A medida surge num momento em que Bruxelas avança com o seu abrangente Sistema de Entrada/Saída (EES), que exige que todos os visitantes de países terceiros apresentem dados biométricos nos aeroportos e postos de fronteira em todo o bloco.
O esquema, concebido para substituir o tradicional carimbo de passaporte e monitorizar a regra de isenção de visto de 90 dias, já provocou alertas de atrasos paralisantes.
Os turistas foram informados de que as filas podem durar até quatro horas sob o novo regime, que agora está totalmente operacional.
Mas, numa tentativa de evitar perturbações no auge da temporada de férias de verão, a Grécia optou, por enquanto, por não participar.
Eleni Skarveli, diretora da Organização Nacional de Turismo Grega no Reino Unido, disse que a decisão “garantiria uma experiência de chegada mais tranquila e eficiente na Grécia” e “reduziria significativamente os tempos de espera”, ao mesmo tempo que aliviaria o congestionamento nos aeroportos.
A implementação do SES não ocorreu sem incidentes em outros lugares. No aeroporto de Milão Linate, no domingo passado, mais de 120 passageiros da easyJet ficaram retidos depois de longos atrasos no controlo de fronteira que os levaram a perder o voo para Manchester.
Entre eles estavam o professor Max Hume, 56, sua esposa Lynsey, 46, e seu filho Archie, de 13 anos, cujo retorno de uma viagem de esqui em família foi frustrante.
Os turistas britânicos que viajam para a Grécia neste verão devem evitar os controversos novos controles de fronteira da UE, depois que Atenas retirou os requisitos de impressão digital e digitalização facial
A medida ocorre num momento em que Bruxelas avança com o seu abrangente Sistema de Entrada/Saída (EES), que exige que todos os visitantes de fora da UE apresentem dados biométricos em aeroportos e postos de fronteira em todo o bloco.
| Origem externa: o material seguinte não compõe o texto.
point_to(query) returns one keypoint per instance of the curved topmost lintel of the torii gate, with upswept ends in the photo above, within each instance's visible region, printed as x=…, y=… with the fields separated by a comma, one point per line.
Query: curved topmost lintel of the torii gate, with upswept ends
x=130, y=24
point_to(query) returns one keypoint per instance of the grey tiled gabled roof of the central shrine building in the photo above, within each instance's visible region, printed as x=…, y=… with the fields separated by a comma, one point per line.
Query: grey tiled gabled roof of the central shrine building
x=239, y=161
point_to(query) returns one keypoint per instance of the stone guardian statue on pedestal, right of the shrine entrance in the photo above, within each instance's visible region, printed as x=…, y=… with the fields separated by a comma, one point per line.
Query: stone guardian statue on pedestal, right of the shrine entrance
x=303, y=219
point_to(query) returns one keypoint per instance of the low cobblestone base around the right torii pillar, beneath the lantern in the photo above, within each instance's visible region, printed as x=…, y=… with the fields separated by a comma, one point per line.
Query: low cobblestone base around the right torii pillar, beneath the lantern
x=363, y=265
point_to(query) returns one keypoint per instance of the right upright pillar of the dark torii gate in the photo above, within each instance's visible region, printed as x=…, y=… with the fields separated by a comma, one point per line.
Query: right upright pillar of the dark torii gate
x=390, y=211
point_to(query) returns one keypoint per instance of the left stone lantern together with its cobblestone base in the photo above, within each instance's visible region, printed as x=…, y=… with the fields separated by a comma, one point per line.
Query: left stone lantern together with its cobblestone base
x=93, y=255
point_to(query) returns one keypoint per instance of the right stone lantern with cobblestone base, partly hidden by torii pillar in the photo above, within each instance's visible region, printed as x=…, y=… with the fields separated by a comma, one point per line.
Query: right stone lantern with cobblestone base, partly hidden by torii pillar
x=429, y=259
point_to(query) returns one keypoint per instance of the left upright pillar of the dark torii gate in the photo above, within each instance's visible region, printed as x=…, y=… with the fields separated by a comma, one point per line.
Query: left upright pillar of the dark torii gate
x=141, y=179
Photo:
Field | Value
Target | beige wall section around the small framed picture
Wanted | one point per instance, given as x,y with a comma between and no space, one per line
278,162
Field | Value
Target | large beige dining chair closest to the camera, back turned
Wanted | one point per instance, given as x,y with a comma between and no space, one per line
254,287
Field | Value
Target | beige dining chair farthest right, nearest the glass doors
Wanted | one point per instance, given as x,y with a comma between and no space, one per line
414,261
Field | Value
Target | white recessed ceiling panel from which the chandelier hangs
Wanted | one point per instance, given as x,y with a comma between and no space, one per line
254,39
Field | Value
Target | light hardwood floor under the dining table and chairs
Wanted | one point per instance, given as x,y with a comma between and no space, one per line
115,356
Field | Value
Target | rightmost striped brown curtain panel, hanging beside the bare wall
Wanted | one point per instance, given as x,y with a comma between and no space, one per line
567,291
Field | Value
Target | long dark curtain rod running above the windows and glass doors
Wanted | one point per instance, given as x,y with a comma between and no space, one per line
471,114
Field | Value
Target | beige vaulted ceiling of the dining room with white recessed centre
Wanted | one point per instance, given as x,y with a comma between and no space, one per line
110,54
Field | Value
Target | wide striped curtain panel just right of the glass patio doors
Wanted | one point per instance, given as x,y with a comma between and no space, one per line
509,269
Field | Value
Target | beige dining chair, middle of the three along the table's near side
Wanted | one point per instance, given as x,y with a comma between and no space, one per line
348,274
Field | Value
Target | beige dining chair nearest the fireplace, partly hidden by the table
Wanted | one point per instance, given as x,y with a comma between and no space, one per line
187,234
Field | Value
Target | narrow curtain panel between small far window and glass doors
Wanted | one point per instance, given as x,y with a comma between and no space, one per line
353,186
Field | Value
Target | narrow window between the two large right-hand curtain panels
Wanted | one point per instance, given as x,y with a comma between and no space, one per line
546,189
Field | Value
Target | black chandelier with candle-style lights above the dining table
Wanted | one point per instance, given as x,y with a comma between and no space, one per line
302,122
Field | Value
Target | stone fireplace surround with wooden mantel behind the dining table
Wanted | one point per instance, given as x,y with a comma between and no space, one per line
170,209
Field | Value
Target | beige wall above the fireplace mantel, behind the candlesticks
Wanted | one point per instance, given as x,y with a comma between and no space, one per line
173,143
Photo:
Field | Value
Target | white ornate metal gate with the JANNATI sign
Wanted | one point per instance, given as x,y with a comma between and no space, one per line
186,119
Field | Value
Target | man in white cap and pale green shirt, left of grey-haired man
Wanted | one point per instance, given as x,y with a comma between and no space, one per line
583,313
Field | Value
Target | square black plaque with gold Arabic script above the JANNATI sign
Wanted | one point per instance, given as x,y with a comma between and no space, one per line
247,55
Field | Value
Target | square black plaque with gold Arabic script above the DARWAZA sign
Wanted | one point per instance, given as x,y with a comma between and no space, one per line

Depois de esperarem mais de uma hora na fila à chegada a Itália e de seguirem o conselho de chegarem cedo para a partida, chegaram ao aeroporto quase três horas antes da descolagem – apenas para serem apanhados em mais atrasos.
Eles finalmente assistiram o avião partir sem eles.
Confrontada com uma taxa de remarcação de £ 330 para um voo cinco dias depois, a família pagou cerca de £ 1.600 por uma rota alternativa via Luxemburgo.
Em declarações ao The Independent, Hume disse que se sentia “destruído, chateado, desiludido, absolutamente destroçado e mais pobre – muito mais pobre”.
Dos 156 passageiros que deveriam embarcar no voo para Manchester, apenas 34 conseguiram embarcar, deixando 122 para trás. Mais tarde, a easyJet apresentou um pedido de desculpas.
No Reino Unido, as complicações persistem nos principais pontos fronteiriços “justapostos” em Dover, Folkestone e Londres St Pancras, onde dispendiosos quiosques EES permanecem desligados dos sistemas de polícia de fronteira franceses.
A interrupção deve continuar até pelo menos setembro.
A decisão da Grécia é amplamente vista como um movimento estratégico para proteger o seu vital sector de turismo, que depende fortemente da migração de visitantes britânicos para pontos críticos como Corfu, Creta e Rodes – destinos que podem receber, cada um, mais de 2.000 chegadas ao Reino Unido por dia durante a época alta.
Sem data final confirmada para a isenção, aumenta a especulação de que outros países mediterrânicos poderão seguir o exemplo.
Especialistas em viagens dizem que a mudança já pode estar influenciando os planos de férias.
Um porta-voz da ABTA observou: “Por causa da guerra no Médio Oriente, a Europa está a assistir a um grande aumento no interesse como destino de férias este ano”.
A organização espera que a Grécia seja o quinto destino mais popular para os britânicos neste verão, atrás de Espanha, França, Itália e Estados Unidos.
“Penso que é muito cedo para dizer o que esta mudança poderá significar para o número de visitantes, especialmente porque as decisões sobre onde ir se baseiam numa série de factores”, acrescentou o porta-voz.
Mesmo assim, alguns viajantes parecem ter se decidido.
“Para mim, a Grécia neste verão estava pensando em Tenerife, mas de jeito nenhum vou aguentar essas filas e o caos”, escreveu um usuário no X.
Outro disse: ‘Trabalho na indústria de viagens, já tive clientes preocupados com este novo sistema, acredite, a Grécia vai beneficiar deste stand!’
Enquanto um terceiro declarou: ‘Perfeito – vamos para as ilhas gregas neste verão – o bom senso prevalece!’